Research (including my own) also shows that children to adults eat more fruits and vegetables if they have some ownership in growing it. They become emotionally invested, creating shifts in values and behaviors.
What is the 4VA Food Systems Leadership Institute and what lessons learned do you think can be applied more broadly here at Mason and in the Commonwealth?
In 2015, colleagues from four of Virginia’s leading public universities—George Mason University, the University of Virginia, Virginia Polytechnic Institute and State University and James Madison University—formed the Virginia Sustainable Food Coalition (VSFC). The mission of this informal collaborative is to harness the intellectual, human and economic capital of Virginia’s colleges and universities to foster the emerging local food economy in the Commonwealth. One action item that emerged from VSFC participants’ early conversations was development of a course, the Virginia Food Systems Leadership Institute (VFSLI), that would act as an important vehicle for carrying out this mission.
VFSLI was developed between May 2017 and May 2018 by an interdisciplinary team of colleagues representing the four universities that participate in the VSFC. A wide array of food system professionals from Virginia—representing state agencies, university dining providers, food producers, food distributors, and other private sector stakeholders—provided input on course design and content. The authors were part of a multi-university faculty team that delivered and assessed the VFSLI pilot in the summer of 2018. VFSLI development and delivery was supported by 4-VA, a state-funded grant program that supports research and curricular collaborations involving Virginia’s major public universities, and by a Curriculum Impact Grant from the Office of the Provost at George Mason University.
VFSLI was designed to prepare rising leaders in sustainable food systems by combining pertinent content knowledge in food systems, competency development in leadership, and a means for students to gain practical skills and hands-on experience related to job opportunities and infrastructure improvement in local and regional food systems. Designed for upper-level undergraduates, as well as graduate students, VFSLI uses a systems thinking model and takes an interdisciplinary approach to instruction and assessment.
This summer we ran the course virtually.
What else do you want the Mason community to know or better understand?

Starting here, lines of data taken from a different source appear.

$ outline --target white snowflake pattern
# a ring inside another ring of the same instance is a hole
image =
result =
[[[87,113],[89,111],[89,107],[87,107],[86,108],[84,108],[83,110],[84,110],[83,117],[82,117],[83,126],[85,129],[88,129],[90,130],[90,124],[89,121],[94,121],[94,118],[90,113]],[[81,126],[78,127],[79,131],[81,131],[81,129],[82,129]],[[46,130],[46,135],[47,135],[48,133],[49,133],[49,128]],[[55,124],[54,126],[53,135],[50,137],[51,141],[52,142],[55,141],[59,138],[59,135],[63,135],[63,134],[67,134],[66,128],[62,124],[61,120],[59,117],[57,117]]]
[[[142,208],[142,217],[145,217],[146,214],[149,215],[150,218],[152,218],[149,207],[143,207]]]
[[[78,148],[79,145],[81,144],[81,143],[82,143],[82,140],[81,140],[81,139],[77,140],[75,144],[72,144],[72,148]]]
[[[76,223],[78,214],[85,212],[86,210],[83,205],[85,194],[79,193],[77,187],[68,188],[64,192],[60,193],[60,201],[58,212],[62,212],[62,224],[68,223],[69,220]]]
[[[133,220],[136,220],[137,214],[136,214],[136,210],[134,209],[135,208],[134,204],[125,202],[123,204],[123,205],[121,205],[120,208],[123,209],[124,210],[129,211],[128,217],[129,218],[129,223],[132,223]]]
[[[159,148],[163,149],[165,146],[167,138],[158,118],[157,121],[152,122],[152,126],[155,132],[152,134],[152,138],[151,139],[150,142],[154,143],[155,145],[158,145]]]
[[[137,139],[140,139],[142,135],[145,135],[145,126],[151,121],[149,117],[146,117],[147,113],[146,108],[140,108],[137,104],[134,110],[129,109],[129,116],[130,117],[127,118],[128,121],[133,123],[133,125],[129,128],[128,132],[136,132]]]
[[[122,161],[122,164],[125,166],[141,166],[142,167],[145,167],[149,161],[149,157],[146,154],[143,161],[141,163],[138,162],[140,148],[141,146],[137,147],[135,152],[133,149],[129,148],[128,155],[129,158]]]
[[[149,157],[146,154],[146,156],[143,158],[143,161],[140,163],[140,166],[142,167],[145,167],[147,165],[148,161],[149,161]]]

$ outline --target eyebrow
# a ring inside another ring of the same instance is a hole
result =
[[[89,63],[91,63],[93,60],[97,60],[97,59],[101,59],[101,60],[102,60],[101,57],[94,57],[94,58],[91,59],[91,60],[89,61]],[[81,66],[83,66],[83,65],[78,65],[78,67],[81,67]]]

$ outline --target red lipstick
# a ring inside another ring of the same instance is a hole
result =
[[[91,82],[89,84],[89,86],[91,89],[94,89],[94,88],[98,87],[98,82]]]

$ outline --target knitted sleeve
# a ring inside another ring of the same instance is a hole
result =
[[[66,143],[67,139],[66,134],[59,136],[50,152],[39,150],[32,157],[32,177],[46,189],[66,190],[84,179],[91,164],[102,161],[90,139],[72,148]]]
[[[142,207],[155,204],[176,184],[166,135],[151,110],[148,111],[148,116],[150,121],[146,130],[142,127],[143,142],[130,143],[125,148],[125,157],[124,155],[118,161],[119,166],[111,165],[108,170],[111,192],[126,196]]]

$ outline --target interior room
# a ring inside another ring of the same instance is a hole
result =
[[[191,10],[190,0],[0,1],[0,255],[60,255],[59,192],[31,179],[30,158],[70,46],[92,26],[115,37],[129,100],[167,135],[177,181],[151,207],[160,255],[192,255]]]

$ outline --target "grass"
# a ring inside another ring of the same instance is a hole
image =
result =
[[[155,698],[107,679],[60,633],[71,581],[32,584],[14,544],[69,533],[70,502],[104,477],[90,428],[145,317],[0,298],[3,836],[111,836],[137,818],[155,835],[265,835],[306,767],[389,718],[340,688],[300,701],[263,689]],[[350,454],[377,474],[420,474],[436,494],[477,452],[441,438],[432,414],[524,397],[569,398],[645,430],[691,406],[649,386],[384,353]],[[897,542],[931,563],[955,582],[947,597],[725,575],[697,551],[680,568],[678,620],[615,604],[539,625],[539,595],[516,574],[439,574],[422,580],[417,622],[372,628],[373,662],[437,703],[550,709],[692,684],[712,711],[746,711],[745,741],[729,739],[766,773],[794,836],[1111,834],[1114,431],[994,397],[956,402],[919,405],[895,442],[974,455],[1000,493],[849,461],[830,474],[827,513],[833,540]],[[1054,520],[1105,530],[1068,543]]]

We have an opportunity to influence what is served and how food is procured in the dining halls. We as a community can ask for changes in the dining services contract between the university and Sodexo, including a percentage of sustainable and/or local food. My interactions with the chefs and sustainability program manager at Sodexo have also all indicated their interest in local and sustainable food, but their procurement choices are informed by student interest and the larger company policies. Their surveys have showed sustainable and local food sources as significantly less important than cost and other priorities. Many other colleges and universities have made significant changes in procurement and food offerings. This is not out of reach.